As a developer of the inventory app you could create a simple model such along these lines:

type Inventory {
name: String!
items: [Item!]!
}

type Item {
name: String!
sku: String
description: String @field(indexed: true)
price: Float!
}

A non-standard GraphQL thing appear in this model. The @field takes an indexed argument, if set to true, the field will become searchable i.e. you will be able to find records by searching the contents of this field. Any number of fields can be indexed. The exact mechanism by which you can search is discussed later.

Hypi will generate several things from this model. By default, Hypi does not generate a Relay pagination API but you can use the @withrelay directive on a type to have it generate a relay and apollo compatible version of your model.
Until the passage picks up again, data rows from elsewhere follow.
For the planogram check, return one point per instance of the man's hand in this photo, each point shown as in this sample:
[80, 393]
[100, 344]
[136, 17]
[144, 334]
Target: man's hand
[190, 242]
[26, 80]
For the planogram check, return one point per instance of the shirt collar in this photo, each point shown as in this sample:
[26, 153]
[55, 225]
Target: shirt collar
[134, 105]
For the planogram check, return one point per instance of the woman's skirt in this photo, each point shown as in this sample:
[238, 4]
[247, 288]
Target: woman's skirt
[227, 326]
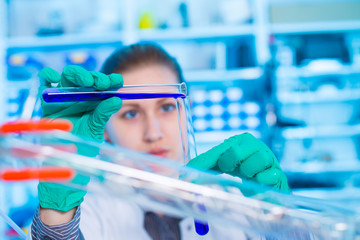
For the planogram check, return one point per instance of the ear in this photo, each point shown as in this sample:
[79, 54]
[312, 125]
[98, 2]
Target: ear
[106, 136]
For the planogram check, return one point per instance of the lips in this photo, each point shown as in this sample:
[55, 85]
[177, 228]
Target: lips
[160, 152]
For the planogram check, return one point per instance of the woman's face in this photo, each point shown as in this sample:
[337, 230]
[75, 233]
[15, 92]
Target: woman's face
[149, 125]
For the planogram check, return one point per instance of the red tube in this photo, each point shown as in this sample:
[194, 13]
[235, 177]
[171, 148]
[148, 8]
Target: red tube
[39, 173]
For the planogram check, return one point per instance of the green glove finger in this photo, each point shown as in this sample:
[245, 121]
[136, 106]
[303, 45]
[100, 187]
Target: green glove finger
[208, 160]
[101, 81]
[75, 76]
[47, 76]
[230, 160]
[270, 177]
[246, 145]
[116, 80]
[102, 114]
[60, 197]
[256, 163]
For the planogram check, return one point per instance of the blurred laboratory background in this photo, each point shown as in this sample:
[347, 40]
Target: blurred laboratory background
[286, 71]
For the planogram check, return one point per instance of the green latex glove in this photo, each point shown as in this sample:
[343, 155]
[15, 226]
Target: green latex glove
[246, 157]
[88, 118]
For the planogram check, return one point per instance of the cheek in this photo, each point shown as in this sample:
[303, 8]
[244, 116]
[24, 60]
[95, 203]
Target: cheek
[127, 135]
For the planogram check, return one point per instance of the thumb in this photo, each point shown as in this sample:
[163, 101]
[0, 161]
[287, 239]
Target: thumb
[209, 159]
[102, 114]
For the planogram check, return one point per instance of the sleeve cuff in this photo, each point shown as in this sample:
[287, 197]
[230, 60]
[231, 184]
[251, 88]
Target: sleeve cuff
[69, 230]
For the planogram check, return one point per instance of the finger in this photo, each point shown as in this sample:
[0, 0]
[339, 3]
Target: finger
[116, 80]
[270, 177]
[256, 163]
[75, 76]
[47, 76]
[101, 80]
[102, 114]
[246, 145]
[209, 159]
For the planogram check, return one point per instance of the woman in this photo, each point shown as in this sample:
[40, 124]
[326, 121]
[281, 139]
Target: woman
[151, 126]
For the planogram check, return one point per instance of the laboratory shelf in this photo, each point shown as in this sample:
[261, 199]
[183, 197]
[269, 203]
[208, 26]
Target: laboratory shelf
[347, 95]
[315, 27]
[220, 136]
[328, 68]
[320, 131]
[224, 75]
[64, 40]
[313, 167]
[195, 33]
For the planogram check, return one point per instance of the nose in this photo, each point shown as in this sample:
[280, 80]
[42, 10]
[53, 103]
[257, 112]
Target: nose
[152, 131]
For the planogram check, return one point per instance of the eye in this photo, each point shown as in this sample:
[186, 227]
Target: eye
[131, 114]
[168, 107]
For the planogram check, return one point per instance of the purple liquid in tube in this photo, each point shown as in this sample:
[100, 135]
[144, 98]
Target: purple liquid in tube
[57, 95]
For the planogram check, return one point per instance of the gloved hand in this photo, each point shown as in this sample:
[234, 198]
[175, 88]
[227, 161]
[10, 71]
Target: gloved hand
[88, 118]
[246, 157]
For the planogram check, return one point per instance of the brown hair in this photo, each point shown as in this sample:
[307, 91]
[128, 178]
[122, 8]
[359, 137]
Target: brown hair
[140, 54]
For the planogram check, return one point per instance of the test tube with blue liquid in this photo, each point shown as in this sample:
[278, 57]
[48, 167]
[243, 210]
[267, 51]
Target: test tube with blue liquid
[129, 92]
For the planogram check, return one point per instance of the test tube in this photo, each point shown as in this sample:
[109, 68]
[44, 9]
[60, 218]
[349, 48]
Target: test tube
[75, 94]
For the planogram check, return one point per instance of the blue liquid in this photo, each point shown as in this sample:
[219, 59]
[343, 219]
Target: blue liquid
[201, 228]
[56, 95]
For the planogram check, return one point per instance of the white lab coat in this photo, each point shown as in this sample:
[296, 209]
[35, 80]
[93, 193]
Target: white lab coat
[107, 217]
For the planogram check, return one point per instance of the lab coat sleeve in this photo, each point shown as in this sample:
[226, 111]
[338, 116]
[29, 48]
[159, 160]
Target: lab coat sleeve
[70, 230]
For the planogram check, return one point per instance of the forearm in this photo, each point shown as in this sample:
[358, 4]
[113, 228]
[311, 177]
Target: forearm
[56, 225]
[54, 217]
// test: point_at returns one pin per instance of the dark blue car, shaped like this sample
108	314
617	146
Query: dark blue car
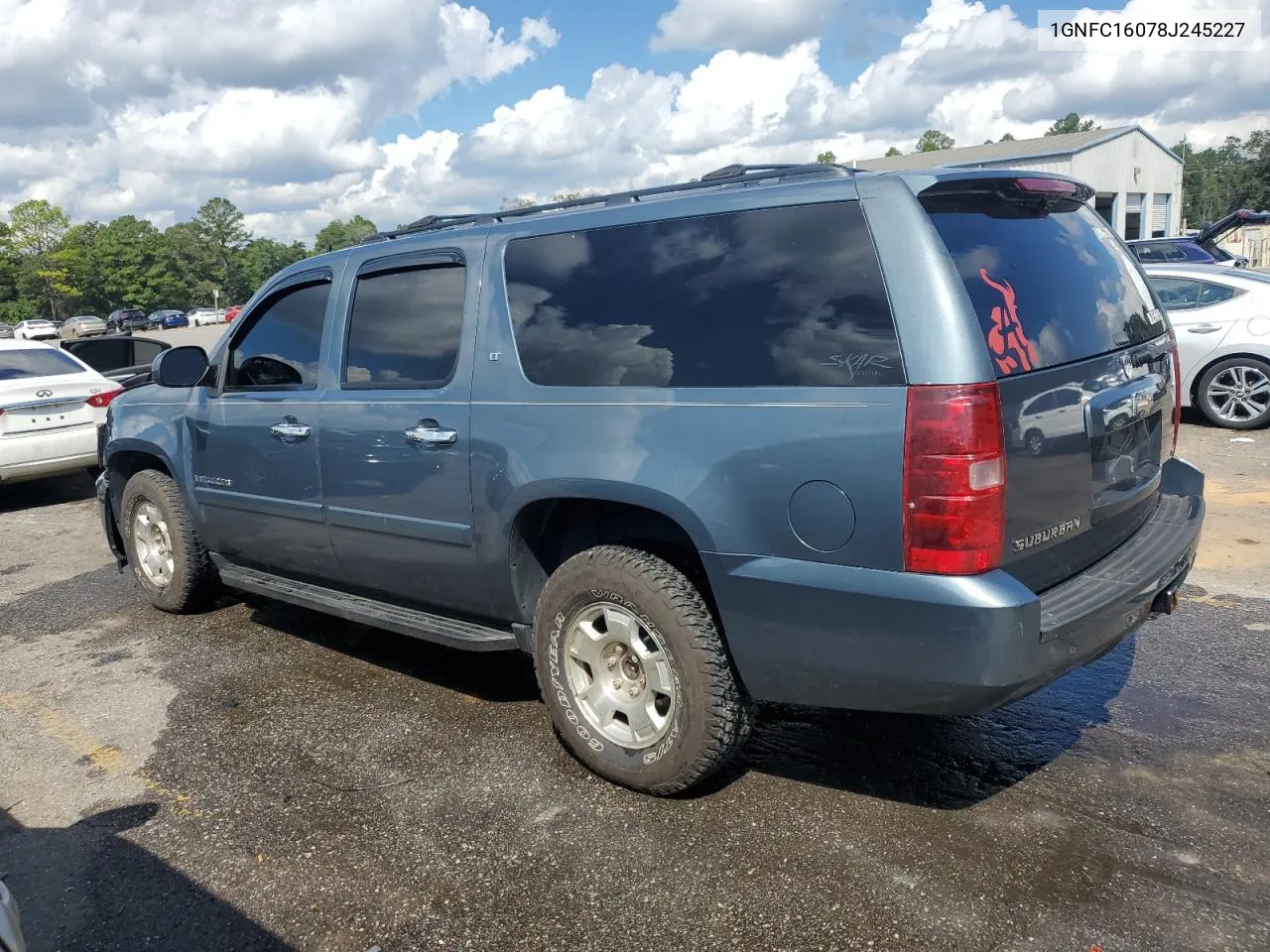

From the this model, the following are generated:

type Inventory {
name: String!
id: IDPK
hypi: Hypi
items(first: Int after: String): ItemConnection
}

type IDPK {
value: ID
publisherRealm: String
instanceRealm: String
version: String
}

type ItemConnection {
pageInfo: PageInfo!
edges: [ItemEdge]
}

type ItemEdge {
node: Item
cursor: String
}
#this type is not generated, it is provided by Hypi but included here for completeness
type PageInfo {
hasNextPage: Boolean!
hasPreviousPage: Boolean!
}

type InventoryInput {
id: ID
name: String!
items: [ItemInput!]!
}

type ItemInput {
id: ID
name: String!
sku: String
description: String
price: Float!
}

type InventoryInputOpt {
id: ID
name: String
items: [ItemInputOpt]
}

type ItemInputOpt {
id: ID
name: String
sku: String
description: String
price: Float
}

Query {
getInventory(id: ID!): Inventory
getSomeInventory(ids: [ID!]!): [Inventory!]!
findInventory(filter: String first: Int after: String): InventoryConnection!
}

Mutation {
trashInventory (ids: [ID]): Boolean
deleteInventory(ids: [ID]): Boolean
createInventory(value: InventoryInput): Inventory
updateInventory(value: InventoryInputOpt): Inventory
}

By going through this generated version of the inventory model, it should be clear as to what Hypi is doing.